CEBAF delivers first beams following upgrade

23 July 2014

On 7 May, the newly upgraded Continuous Electron Beam Accelerator Facility (CEBAF) delivered the first electron beams to its new experimental complex at the US Department of Energy’s (DOE’s) Jefferson Lab. The success capped a string of accelerator commissioning milestones that were needed for approval to restart experimental operations following CEBAF’s first major upgrade.

CEBAF is an electron-accelerator facility that employs superconducting radiofrequency (SRF) technology to investigate the quark structure of the nucleus. The first large-scale application of SRF technology in the US, it was originally built to circulate electrons through 1–5 passes to provide 4 GeV electron beams. As a result of the operators’ experience in running the machine at its peak potential, the original installation eventually achieved operational energies of 6 GeV (CERN Courier October 2000 p9).

In May 2012, the accelerator was shut down for its 12 GeV upgrade (CERN Courier November 2012 p30). This $338-million project, which will double CEBAF’s maximum energy, includes the construction of a fourth experimental hall (Hall D), as well as upgrades to equipment in three existing halls (Halls A, B and C) (CERN Courier April 2009 p15).

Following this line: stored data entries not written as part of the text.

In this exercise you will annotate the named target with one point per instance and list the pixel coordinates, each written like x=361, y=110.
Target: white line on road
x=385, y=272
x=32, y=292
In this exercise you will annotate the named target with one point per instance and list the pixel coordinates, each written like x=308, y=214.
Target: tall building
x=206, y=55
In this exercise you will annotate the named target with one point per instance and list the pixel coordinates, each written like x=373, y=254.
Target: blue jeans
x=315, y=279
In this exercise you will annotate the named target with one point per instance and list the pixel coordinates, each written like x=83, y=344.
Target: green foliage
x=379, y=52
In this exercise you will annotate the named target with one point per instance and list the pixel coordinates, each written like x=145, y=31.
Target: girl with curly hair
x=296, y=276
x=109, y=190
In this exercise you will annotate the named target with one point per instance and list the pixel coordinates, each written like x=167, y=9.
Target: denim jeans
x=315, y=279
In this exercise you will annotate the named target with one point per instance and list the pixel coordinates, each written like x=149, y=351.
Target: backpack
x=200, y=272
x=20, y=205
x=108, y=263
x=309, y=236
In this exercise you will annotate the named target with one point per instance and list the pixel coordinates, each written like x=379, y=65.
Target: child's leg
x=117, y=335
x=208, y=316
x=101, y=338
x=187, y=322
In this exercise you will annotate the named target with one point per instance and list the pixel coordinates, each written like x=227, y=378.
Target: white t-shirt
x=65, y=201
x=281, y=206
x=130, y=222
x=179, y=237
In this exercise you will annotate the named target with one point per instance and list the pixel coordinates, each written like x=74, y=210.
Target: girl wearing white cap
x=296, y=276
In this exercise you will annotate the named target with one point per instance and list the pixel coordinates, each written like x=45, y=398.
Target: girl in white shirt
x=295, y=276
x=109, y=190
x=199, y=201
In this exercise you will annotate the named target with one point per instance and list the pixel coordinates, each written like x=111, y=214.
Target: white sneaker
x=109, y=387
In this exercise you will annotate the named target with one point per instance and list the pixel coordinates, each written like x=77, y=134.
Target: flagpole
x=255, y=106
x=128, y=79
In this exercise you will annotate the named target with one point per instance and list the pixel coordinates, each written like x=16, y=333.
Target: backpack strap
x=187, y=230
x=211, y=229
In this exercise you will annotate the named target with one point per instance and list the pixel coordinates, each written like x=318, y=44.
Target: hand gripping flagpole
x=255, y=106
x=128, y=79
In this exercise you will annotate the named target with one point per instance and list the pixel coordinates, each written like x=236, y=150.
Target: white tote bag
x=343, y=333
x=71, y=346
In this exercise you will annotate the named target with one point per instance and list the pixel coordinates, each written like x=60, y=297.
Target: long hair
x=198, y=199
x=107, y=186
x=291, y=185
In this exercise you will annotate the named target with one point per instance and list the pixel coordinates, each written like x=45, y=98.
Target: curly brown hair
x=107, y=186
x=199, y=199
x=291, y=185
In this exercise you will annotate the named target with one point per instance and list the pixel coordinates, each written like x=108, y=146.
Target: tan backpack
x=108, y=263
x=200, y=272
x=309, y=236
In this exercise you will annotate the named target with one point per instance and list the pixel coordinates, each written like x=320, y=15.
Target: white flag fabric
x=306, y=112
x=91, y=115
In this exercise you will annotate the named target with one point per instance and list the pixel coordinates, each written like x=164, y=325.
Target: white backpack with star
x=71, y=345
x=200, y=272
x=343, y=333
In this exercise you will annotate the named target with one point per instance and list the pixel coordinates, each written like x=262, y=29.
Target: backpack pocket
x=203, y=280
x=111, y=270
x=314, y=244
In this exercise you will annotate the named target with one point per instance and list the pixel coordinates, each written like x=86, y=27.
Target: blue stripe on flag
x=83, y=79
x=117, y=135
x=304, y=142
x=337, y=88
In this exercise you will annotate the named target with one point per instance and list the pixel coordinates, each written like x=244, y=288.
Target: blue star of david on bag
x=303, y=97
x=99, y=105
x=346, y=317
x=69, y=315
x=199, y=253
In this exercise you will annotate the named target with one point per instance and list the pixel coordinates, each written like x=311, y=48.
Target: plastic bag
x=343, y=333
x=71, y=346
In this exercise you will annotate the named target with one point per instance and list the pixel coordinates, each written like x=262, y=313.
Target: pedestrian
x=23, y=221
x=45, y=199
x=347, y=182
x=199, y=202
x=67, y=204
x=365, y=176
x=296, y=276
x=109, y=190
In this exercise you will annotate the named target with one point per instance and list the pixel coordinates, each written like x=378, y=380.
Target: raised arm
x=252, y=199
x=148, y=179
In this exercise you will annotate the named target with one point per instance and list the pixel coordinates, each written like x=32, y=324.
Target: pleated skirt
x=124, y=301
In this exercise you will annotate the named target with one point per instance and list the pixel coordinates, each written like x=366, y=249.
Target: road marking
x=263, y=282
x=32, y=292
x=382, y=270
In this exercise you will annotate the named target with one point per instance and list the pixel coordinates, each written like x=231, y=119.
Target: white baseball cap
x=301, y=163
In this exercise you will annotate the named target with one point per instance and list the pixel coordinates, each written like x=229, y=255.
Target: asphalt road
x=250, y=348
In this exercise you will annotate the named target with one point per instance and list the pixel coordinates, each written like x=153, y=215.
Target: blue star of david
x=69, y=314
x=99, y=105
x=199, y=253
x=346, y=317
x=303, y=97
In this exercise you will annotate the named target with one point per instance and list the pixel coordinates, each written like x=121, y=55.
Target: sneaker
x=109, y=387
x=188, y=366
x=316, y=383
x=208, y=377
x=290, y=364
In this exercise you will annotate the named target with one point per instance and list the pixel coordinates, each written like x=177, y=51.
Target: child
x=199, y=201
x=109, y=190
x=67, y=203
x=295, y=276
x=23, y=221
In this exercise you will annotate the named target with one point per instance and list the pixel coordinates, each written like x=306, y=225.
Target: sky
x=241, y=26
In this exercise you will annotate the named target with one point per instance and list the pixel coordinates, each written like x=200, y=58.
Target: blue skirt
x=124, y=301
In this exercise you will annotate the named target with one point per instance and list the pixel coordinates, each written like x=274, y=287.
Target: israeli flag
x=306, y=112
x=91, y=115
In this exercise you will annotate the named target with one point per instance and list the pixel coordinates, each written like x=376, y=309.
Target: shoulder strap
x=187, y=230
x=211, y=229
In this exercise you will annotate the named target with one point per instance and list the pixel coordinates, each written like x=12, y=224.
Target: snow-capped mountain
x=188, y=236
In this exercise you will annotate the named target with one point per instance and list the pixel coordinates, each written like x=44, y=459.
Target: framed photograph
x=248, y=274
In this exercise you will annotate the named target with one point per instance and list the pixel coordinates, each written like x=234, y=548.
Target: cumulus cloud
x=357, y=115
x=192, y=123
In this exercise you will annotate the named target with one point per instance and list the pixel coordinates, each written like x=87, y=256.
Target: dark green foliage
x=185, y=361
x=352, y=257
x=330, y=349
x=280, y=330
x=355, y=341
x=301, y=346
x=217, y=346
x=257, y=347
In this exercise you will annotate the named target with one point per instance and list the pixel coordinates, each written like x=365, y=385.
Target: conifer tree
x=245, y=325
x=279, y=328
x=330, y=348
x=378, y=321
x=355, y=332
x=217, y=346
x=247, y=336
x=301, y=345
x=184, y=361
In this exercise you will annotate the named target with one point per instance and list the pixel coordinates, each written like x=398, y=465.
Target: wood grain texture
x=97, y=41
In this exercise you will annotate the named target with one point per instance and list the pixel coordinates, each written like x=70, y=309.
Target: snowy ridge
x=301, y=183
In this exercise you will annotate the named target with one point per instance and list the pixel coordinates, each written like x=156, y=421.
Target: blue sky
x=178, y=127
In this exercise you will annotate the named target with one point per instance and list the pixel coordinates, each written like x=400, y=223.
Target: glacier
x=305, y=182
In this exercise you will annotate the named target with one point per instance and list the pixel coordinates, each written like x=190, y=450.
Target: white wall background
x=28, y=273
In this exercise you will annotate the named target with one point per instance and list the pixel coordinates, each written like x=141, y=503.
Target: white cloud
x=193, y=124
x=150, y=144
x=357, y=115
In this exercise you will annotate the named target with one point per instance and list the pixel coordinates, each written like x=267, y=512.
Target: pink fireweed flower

Accelerator operators began the painstaking task of bringing the accelerator back online last December. By 5 February, they had achieved the full upgrade-energy acceleration of 2.2 GeV in one pass through the machine. Then on 1 April, the operators exceeded CEBAF’s previous maximum energy. The accelerator delivered three-pass, 6.11-GeV electron beams with 2 nA average current onto a target in Hall A, and recorded the first data of the 12-GeV era, holding the pattern for more than an hour.

The operators continued to push the upgraded machine, and early on 7 May the energy was increased to 10.5 GeV through the entire 5.5 passes. In the last minutes of the day, 10.5 GeV beam was delivered into the new Hall D complex. Having met all of the major milestones in the 12-GeV project for the DOE approval step, Critical Decision-4A (Accelerator Project Completion and Start of Operations), staff and users are now looking forward to demonstration of 12-GeV energy and beam delivery to Jefferson Lab’s experimental halls for commissioning and the start of experiments.